Why the math doesn’t help Ukraine enough
Every Tu-22M and Tu-95M the Russians lose is Tu-22M and Tu-95M it can’t replace. New Tu-160Ms arrive too slowly to make good losses related to the war in Ukraine, which have averaged one lost bomber every two or three months.
But a typical air strike targeting Ukrainian cities involves only a handful of bombers, each carrying several cruise missiles. That means the Russian bomber fleet is probably big enough to keep fighting for years to come—unless, of course, the Ukrainians can organize several more special operations in the vein of Operation Spider Web to take out a lot of bombers, quickly.
New tactics have helped the Russians leverage their slowly dwindling bomber fleet. Early in the wider war, Russian bombers launched several hundred Kh-22, Kh-101 and Kh-555 cruise missiles, explained analyst Justin Bronk from the Royal United Services Institute in London.
Early on, the bomber crew launched their cruise missiles alongside sea-launched Kalibr, ground-launched Iskander and air-launched Kinzhal missiles, “but not in a closely coordinated fashion,” Bronk noted. The scattered launches fed missiles just a few at a time at Ukrainian air defenses, making their job intercepting the Russian missiles conceptually simple if not always easy owing to a shortage of long-range surface-to-air missiles.
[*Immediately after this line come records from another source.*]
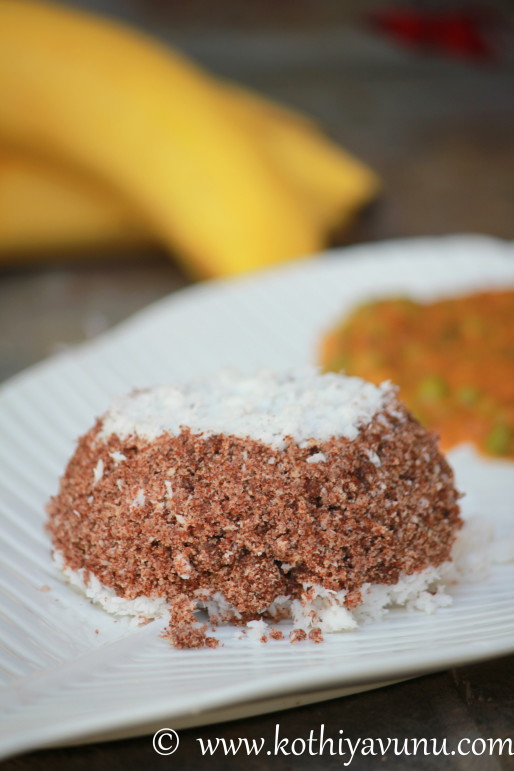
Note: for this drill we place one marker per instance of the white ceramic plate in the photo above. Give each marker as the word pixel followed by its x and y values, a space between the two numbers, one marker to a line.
pixel 69 671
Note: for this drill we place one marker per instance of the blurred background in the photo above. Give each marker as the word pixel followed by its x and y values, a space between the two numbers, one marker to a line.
pixel 419 92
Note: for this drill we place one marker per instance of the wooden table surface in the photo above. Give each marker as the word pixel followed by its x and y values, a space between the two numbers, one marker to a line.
pixel 440 133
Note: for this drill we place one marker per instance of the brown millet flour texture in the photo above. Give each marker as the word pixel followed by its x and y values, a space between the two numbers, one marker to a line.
pixel 185 516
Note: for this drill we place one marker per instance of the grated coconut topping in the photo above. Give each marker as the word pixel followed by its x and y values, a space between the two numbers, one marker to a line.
pixel 266 407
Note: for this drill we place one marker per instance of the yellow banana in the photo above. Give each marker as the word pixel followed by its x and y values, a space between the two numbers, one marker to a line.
pixel 44 207
pixel 110 101
pixel 336 183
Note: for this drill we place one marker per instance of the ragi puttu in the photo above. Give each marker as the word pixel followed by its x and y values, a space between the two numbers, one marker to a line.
pixel 312 497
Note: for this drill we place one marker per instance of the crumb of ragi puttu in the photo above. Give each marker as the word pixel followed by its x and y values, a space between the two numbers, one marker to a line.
pixel 256 499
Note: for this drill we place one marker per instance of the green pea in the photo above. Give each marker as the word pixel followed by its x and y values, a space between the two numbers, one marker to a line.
pixel 432 388
pixel 468 395
pixel 499 439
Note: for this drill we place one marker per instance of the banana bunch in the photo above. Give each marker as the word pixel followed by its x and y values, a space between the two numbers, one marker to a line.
pixel 108 138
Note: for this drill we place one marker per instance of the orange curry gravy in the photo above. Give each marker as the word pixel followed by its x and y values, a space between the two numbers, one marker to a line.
pixel 453 360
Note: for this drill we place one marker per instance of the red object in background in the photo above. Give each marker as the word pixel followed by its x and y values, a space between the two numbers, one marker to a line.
pixel 463 34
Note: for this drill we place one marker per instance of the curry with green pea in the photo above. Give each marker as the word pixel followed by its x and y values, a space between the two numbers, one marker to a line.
pixel 453 360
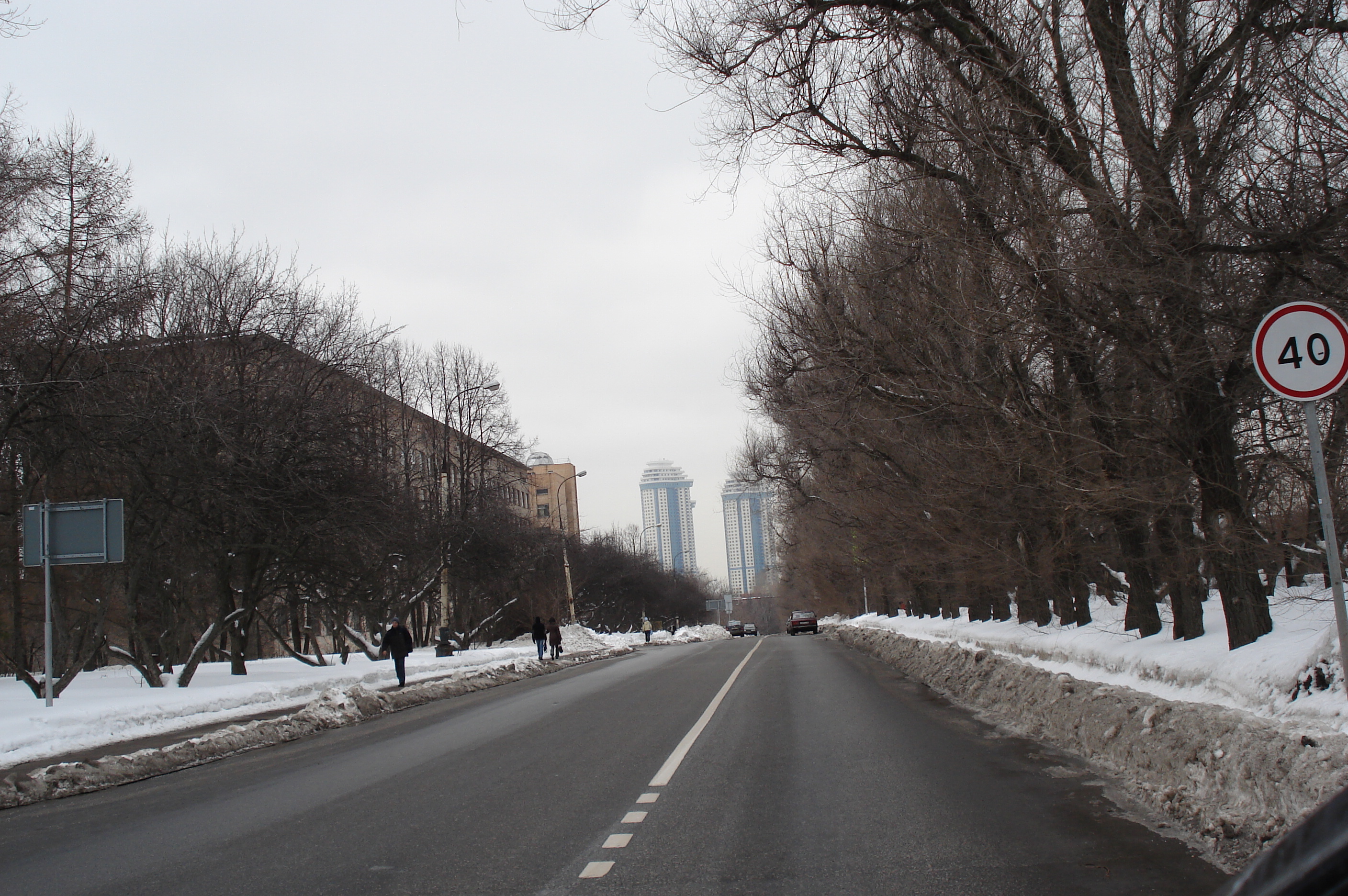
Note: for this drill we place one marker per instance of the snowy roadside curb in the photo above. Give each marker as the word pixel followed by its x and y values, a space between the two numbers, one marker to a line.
pixel 1228 778
pixel 335 708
By 2025, Russian coordination had greatly improved, and Russia’s Geran one-way attack drones—Moscow’s localized version of Iran’s Shahed-136—had joined the bombardment campaign in huge numbers. Ukrainian air defense had improved, too, but shortage of the best long-range air-defense missiles persisted.
The sheer number of Gerans droning toward Ukrainian cities at the same time cruise and ballistic missiles streaked in made them all “far more difficult for Ukrainian air defences to intercept,” according to Bronk. He continued:
Continued improvements in Russian air defence reconnaissance and in last-minute route planning capabilities for missile and drone salvos also increase the challenge they pose for defences. Furthermore, Russian missiles have increasingly been equipped with improved electronic and physical countermeasures to degrade the effectiveness of air defence radars, and programmed for more effective terminal manoeuvring to further improve penetration against Patriot PAC-3 and other advanced air defences.
Maneuvering more deftly under better built-in protection, surrounded by hundreds of Gerans in every raid, the bomber-launched missiles are much more likely to reach their targets than they would be flying alone.
That means that just a few cruise missiles, launched by a few bombers, can greatly increase the destructive potential of a given raid. Where a Geran might pack a 90-kg warhead, the Kh-22 missile that the Tu-22M routinely carries packs a whopping 1,000-kg warhead.
Another Tu-22M3 lost to apparent engine failure deep inside Russia is still a win for Ukraine. But every Backfire that crashes, burns, or is shot down helps Ukraine less than the math suggests it should. The bombers Russia still has are hitting Ukrainian cities harder than the larger fleet ever did.
Russia can’t replace them—so it taught the survivors to hit harder instead.